Ivanov was the only prominent member of this circle who emigrated to the West. His natural arrogance and peremptory judgements easily won him respect and admiration from his younger contemporaries. He self-consciously promoted himself as the only remnant of the highly sophisticated milieu of the Russian Silver Age. To augment his standing, he issued a book of memoirs, entitled Petersburg Winters, which contained a fictionalized or widely exaggerated account of his experiences with the Acmeists. The book alienated Ivanov from his elder contemporaries but won instant acclaim from his disciples.

Together with the fellow critic Georgy Adamovich and [...] Irina Odoyevtseva, Ivanov became the principal arbiter of taste of the emigrant society, forging or destroying literary reputations at will. However, their literary taste was somewhat deficient: they inadvertently dismissed Tsvetayeva's genuine lyrics (when anonymously submitted by her to a poetry contest) as a crude imitation of Tsvetayeva's manner. They enthusiastically feuded with Berlinese Russian litterateurs, with Vladimir Nabokov becoming the favourite target of their attacks.
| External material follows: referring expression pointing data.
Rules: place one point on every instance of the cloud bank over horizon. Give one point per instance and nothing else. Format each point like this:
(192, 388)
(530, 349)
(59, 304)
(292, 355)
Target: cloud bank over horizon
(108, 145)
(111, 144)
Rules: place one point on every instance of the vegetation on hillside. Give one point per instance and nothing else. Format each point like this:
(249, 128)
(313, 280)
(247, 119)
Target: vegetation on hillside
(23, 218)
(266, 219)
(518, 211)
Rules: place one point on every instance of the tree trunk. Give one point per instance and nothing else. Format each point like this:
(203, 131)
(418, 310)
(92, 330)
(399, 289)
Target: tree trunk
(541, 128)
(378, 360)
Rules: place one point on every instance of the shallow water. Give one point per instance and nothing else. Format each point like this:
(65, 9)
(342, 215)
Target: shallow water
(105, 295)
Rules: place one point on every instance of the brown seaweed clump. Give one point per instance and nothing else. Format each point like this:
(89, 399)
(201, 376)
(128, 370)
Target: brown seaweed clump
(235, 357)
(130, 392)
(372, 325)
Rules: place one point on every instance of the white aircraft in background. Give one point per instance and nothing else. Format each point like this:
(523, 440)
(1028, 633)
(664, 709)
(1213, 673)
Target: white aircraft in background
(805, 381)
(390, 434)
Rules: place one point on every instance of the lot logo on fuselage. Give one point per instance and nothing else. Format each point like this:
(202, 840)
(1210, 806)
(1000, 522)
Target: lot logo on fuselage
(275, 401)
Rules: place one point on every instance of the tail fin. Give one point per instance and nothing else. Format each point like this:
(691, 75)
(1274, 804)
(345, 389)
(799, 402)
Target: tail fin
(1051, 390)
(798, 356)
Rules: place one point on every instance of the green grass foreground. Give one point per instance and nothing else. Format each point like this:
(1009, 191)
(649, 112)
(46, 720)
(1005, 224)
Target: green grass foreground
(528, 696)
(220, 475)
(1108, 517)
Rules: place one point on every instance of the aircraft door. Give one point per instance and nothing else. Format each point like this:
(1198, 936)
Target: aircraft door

Nabokov revenged himself by satirizing Ivanov in one of his best known short stories, Spring in Fialta, and by subjecting them to a clever mystification, which resulted in Adamovich's immoderate praise of Nabokov's verses printed under an alias.

Afflicted with alcoholism and suffering from despondency, Ivanov sank ever lower. It was in conditions of abject penury and total despair that Ivanov's best poems were created. The more he let himself go down as a person, the more he rose as a poet. His art culminated in his last cycle of poems, written in the days preceding his death. In one of his last pieces, Ivanov prophetically promised 'to return to Russia as poems'. [..] - Wikipedia

‘Never regularly employed and having made many illwishers through his penchant pour épatage, Ivanov led the last years of his life in semi-starvation, and died in misery and desperation. Only recently has he begun to be recognized as one of the leading Russian poets of the 20th century’ (Terras).